【代码实战-个人笔记】随机森林/过采样/特征重要性排序/混淆矩阵/PDP部分依赖图/ICE个体条件期望图

最新推荐文章于 2024-06-24 09:58:32 发布

一大桶土豆

最新推荐文章于 2024-06-24 09:58:32 发布

阅读量612

点赞数 12

文章标签：笔记随机森林矩阵数据可视化

本文链接：https://blog.csdn.net/aftern/article/details/138816949

版权

导入相关第三方库

有的库用不到，也懒得删了。

from sklearn.ensemble import RandomForestClassifier
from sklearn import metrics
import pandas as pd
import matplotlib as mpl
import matplotlib.pyplot as plt
from sklearn.model_selection import train_test_split, cross_val_score, GridSearchCV, KFold
from pdpbox import pdp, info_plots
from sklearn.metrics import roc_curve, auc, roc_auc_score
import numpy as np
from imblearn.over_sampling import SMOTE
from sklearn.preprocessing import StandardScaler, MinMaxScaler, RobustScaler, MaxAbsScaler
from sklearn import tree
import pydotplus
from sklearn.metrics import confusion_matrix
from sklearn.inspection import partial_dependence
from sklearn.inspection import PartialDependenceDisplay
import shap

解决画图中文字体显示的问题

plt.rcParams['font.sans-serif'] = ['SimSun', 'Times New Roman']  # 汉字字体集
plt.rcParams['font.size'] = 10  # 字体大小
plt.rcParams['axes.unicode_minus'] = False

文件读取&变量设置

# 读取csv文件
df = pd.read_csv('C:/Users/.......csv')
# print(df.head())  # 打印前五行数据

feature_list = ["WorkingDay", "Weather", "At_Night", "Plane_Alignment", "Curve_Length", "Radius", "Angle", "Slope", "Slope_Length", "Traffic_Volume", "Truck_Ratio"]

# 设置自变量和因变量
x = df.drop('Accident_Level', axis=1)  # df中删掉某一列，扔掉列axis=1
y = df['Accident_Level']

过采样

个别类数据量过少，需要通过过采样技术进行扩充

oversampler = SMOTE(random_state=0)
os_x, os_y = oversampler.fit_resample(x, y)

随机森林/训练/十折交叉验证

# 随机森林分类器
rfc = RandomForestClassifier()
seed = 5

# 拆分训练集和测试集
xtrain, xtest, ytrain, ytest = train_test_split(os_x, os_y, test_size=0.3, random_state=seed)
# 用训练集训练分类器
rfc = rfc.fit(xtrain, ytrain)
print("测试集准确率:", rfc.score(xtest, ytest))
print("训练集准确率:", rfc.score(xtrain, ytrain))

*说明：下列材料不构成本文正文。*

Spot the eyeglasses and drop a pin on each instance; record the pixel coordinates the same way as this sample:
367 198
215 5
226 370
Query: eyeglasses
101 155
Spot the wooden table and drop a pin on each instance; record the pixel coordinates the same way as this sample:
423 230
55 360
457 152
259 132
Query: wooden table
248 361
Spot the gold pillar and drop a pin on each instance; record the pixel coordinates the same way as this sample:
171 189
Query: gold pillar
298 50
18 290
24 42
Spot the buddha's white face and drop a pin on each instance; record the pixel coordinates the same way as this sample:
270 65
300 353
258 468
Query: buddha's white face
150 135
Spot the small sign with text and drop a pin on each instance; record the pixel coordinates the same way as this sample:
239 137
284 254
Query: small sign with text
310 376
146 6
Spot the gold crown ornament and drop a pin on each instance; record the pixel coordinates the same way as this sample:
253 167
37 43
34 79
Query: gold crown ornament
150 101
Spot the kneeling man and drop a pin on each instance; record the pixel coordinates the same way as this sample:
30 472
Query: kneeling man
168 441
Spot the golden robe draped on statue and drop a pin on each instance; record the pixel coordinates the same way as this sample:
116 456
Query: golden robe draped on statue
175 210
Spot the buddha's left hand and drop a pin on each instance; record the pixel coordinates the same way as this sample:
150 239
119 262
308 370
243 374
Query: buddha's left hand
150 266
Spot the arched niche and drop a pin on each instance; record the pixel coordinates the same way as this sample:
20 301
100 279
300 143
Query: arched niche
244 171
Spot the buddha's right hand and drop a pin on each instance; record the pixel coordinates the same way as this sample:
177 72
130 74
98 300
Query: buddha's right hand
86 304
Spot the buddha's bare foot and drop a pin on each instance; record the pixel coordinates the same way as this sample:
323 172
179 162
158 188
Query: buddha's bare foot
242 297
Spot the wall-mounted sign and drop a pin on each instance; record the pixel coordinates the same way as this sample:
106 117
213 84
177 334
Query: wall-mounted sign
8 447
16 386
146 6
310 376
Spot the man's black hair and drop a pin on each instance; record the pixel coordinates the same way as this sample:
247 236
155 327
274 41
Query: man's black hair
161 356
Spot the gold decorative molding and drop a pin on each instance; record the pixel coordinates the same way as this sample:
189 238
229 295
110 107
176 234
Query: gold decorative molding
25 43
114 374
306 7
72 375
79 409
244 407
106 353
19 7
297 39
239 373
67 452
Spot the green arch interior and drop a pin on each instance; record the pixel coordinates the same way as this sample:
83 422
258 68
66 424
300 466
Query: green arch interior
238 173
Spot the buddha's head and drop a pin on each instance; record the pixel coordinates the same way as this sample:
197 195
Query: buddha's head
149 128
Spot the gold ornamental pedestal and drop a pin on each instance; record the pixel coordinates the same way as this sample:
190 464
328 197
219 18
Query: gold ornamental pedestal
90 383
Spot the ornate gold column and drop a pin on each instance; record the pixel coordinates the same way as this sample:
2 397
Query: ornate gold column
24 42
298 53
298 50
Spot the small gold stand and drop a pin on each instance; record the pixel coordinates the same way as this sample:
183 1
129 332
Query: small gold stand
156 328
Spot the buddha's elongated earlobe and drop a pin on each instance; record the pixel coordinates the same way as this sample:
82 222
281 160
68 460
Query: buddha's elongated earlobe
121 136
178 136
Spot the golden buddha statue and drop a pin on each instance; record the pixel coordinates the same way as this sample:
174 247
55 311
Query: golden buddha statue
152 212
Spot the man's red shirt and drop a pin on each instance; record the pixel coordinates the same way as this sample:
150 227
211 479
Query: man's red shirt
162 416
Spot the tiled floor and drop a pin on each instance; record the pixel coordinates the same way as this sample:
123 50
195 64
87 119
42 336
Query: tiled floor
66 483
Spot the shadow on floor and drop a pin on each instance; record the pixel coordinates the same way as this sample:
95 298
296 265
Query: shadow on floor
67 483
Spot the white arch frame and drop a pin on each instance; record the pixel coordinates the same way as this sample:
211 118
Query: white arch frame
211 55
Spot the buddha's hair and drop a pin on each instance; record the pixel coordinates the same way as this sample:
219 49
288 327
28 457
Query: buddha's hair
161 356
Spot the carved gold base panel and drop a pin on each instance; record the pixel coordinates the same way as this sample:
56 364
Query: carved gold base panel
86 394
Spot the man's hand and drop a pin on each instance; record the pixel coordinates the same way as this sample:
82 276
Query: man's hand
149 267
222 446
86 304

ypredict = rfc.predict(xtest)
mse = metrics.mean_squared_error(ytest, ypredict)
print('MSE: %.4f', mse)

# 创建十折交叉验证对象
kfold = KFold(n_splits=10)
# 执行十折交叉验证
scores = cross_val_score(rfc, os_x, os_y, cv=kfold)
# 输出每折的准确率
for i, score in enumerate(scores):
    print("Fold {}: {:.4f}".format(i + 1, score))
# 输出平均准确率
print("Average Accuracy: {:.4f}".format(scores.mean()))

特征重要性排序

# 获取特征重要性得分
feature_importances = rfc.feature_importances_
# 创建特征名列表
feature_names = list(os_x.columns)
# 创建一个DataFrame，包含特征名和其重要性得分
feature_importances_df = pd.DataFrame({'feature': feature_names, 'importance': feature_importances})
# 对特征重要性得分进行排序
feature_importances_df = feature_importances_df.sort_values('importance', ascending=False)

# 颜色映射
colors = plt.cm.viridis(np.linspace(0, 1, len(feature_names)))

# 可视化特征重要性
fig, ax = plt.subplots(figsize=(10, 6))
ax.barh(feature_importances_df['feature'], feature_importances_df['importance'], color=colors)
ax.invert_yaxis()  # 翻转y轴，使得最大的特征在最上面
ax.set_xlabel('特征重要性', fontsize=12)  # 图形的x标签
ax.set_title('随机森林特征重要性可视化', fontsize=16)
for i, v in enumerate(feature_importances_df['importance']):
    ax.text(v + 0.01, i, str(round(v, 3)), va='center', fontname='Times New Roman', fontsize=10)

# # 设置图形样式
# plt.style.use('default')
ax.spines['top'].set_visible(False)  # 去掉上边框
ax.spines['right'].set_visible(False)  # 去掉右边框
# ax.spines['left'].set_linewidth(0.5)#左边框粗细
# ax.spines['bottom'].set_linewidth(0.5)#下边框粗细
# ax.tick_params(width=0.5)
# ax.set_facecolor('white')#背景色为白色
# ax.grid(False)#关闭内部网格线

# 保存图形
plt.savefig('./特征重要性.jpg', dpi=400, bbox_inches='tight')
plt.show()

效果如下：
在这里插入图片描述

混淆矩阵

# 绘制混淆矩阵
C = confusion_matrix(ytest.tolist(), ypredict.tolist(), labels=[1, 2, 3])  # label与结果分类相对应
print(len(C))
plt.matshow(C, cmap=plt.cm.Greens)  # 根据最下面的图按自己需求更改颜色

for i in range(len(C)):
    for j in range(len(C)):
        plt.annotate(C[j, i], xy=(i, j), horizontalalignment='center', verticalalignment='center')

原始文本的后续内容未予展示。